Diese Gruppen können bei ihr auch ziemlich groß ausfallen. Hauptsache, es werden dabei Hautfarbengrenzen beachtet. Etwa, wenn sie wie in einem Spiegel-Beitrag über politische Auseinandersetzungen kurzerhand die Rassenschablone legt. Dort erklärt Ataman, sie sei „wütend“, und zwar darüber, dass es auch über die AfD-Wählerschaft hinaus eine ganze Reihe von Leuten gibt, die meinen, das politische Spektrum sollte von links bis rechts reichen, und die deshalb die Existenz einer rechten und sogar weit rechten Partei in Parlamenten nicht grundsätzlich für einen Skandal halten.
„Die Wut“, so Ataman im Spiegel, „rührt nicht etwa daher, dass sich der braune Bodensatz inzwischen in allen Parlamenten wiederfindet und legitimiert fühlt. Der Zorn kommt vor allem wegen der Ignoranz der Mitte.

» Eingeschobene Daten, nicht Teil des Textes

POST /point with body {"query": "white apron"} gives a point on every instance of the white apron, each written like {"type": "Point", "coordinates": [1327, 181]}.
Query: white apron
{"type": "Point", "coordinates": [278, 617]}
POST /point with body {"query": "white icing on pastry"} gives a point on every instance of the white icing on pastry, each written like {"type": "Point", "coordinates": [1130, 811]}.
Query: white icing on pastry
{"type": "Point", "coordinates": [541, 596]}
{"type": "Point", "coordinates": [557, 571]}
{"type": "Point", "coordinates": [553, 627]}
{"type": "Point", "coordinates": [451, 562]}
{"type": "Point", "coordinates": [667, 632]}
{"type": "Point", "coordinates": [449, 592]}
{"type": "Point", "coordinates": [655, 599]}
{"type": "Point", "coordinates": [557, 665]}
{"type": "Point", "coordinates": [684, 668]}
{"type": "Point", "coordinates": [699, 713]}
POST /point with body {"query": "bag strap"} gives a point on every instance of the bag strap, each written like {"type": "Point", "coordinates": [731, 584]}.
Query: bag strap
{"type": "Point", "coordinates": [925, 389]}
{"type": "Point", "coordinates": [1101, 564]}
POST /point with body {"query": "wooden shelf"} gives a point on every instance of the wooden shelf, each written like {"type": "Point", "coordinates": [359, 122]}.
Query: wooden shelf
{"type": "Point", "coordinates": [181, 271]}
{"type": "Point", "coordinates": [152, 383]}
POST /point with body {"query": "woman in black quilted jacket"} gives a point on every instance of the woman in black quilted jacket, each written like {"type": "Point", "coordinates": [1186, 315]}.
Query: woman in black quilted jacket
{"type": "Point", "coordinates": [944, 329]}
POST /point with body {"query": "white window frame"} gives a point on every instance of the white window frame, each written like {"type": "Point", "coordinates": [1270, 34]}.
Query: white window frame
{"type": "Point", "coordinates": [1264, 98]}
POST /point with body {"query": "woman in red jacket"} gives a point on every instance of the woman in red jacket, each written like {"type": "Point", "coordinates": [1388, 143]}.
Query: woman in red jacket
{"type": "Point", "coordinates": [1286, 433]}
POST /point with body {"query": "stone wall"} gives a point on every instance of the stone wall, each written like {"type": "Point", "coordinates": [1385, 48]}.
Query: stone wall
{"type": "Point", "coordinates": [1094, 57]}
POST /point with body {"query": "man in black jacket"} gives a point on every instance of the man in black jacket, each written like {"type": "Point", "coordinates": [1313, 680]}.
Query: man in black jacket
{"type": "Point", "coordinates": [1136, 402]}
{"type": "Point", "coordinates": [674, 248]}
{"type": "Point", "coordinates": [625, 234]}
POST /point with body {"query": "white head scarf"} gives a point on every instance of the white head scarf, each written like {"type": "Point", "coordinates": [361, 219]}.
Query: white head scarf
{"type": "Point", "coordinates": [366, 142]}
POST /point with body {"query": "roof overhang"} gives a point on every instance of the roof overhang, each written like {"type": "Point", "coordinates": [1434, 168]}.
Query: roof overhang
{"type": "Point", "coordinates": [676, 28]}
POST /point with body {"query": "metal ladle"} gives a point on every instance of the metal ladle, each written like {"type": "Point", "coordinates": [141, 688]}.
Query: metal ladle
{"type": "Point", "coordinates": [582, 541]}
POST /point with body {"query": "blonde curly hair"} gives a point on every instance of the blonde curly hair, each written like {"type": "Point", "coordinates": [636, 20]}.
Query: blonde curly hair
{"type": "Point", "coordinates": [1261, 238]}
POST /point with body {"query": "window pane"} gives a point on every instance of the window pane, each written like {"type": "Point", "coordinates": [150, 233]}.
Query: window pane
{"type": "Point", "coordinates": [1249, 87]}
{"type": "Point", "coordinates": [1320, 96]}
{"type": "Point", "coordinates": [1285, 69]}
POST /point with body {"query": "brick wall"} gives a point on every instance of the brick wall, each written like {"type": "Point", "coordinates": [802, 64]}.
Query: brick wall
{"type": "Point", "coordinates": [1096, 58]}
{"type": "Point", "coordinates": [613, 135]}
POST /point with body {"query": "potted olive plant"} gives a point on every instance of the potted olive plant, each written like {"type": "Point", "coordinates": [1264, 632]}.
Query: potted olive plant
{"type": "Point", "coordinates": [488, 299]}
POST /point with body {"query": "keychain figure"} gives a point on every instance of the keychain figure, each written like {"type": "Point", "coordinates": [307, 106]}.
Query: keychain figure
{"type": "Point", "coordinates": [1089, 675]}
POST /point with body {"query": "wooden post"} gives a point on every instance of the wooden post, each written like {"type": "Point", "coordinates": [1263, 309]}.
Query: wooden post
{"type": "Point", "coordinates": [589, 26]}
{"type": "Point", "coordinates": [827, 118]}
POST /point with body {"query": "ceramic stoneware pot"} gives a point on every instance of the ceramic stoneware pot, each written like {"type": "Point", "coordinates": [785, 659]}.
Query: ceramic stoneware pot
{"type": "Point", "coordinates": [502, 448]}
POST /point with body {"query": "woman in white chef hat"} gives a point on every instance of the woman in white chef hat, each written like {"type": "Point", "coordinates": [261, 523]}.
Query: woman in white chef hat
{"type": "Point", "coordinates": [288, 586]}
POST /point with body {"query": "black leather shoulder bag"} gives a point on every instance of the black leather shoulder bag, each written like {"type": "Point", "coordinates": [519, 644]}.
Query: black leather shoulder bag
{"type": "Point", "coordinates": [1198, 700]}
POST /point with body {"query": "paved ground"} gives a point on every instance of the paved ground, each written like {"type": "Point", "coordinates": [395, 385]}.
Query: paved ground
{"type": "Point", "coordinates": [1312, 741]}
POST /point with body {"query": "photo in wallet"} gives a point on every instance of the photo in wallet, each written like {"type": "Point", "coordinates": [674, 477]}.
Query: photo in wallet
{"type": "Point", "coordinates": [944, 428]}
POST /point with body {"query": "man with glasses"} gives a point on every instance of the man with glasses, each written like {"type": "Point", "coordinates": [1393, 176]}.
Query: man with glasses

Ich habe den Eindruck, Kanaken und die weiße politische Mitte – das sind zwei Welten, die gerade auseinanderdriften. Viele moderate Weiße nehmen das mit dem völkischen Gelaber offenbar sportlich. Sie sehen den rassifizierenden Nationalismus im Parlament und in den Medien als schmuddelige Herausforderung, die zu einer Demokratie nun mal dazugehört.“
Wer so denkt, muss sich also von der designierten Antidiskriminierungsbeauftragten seine Hautfarbe in pejorativer Weise vorhalten lassen. Dass es eine ganze Reihe von Migranten unter den Wählern der AfD und sogar in deren Reihen gibt, erwähnt Ataman selbstredend gar nicht erst. Politik läuft für sie bei praktisch jedem Thema auf Rassismus und Rasse hinaus, wobei Weiße, falls sie Atamans Sicht und Rhetorik nicht komplett übernehmen, immer auf der verdächtigten Seite stehen.
Berufsantirassisten führen praktisch alle gesellschaftlichen Phänomene auf das Denken in Rassenkategorien zurück – mit Ausnahme ihrer eigenen Tätigkeit.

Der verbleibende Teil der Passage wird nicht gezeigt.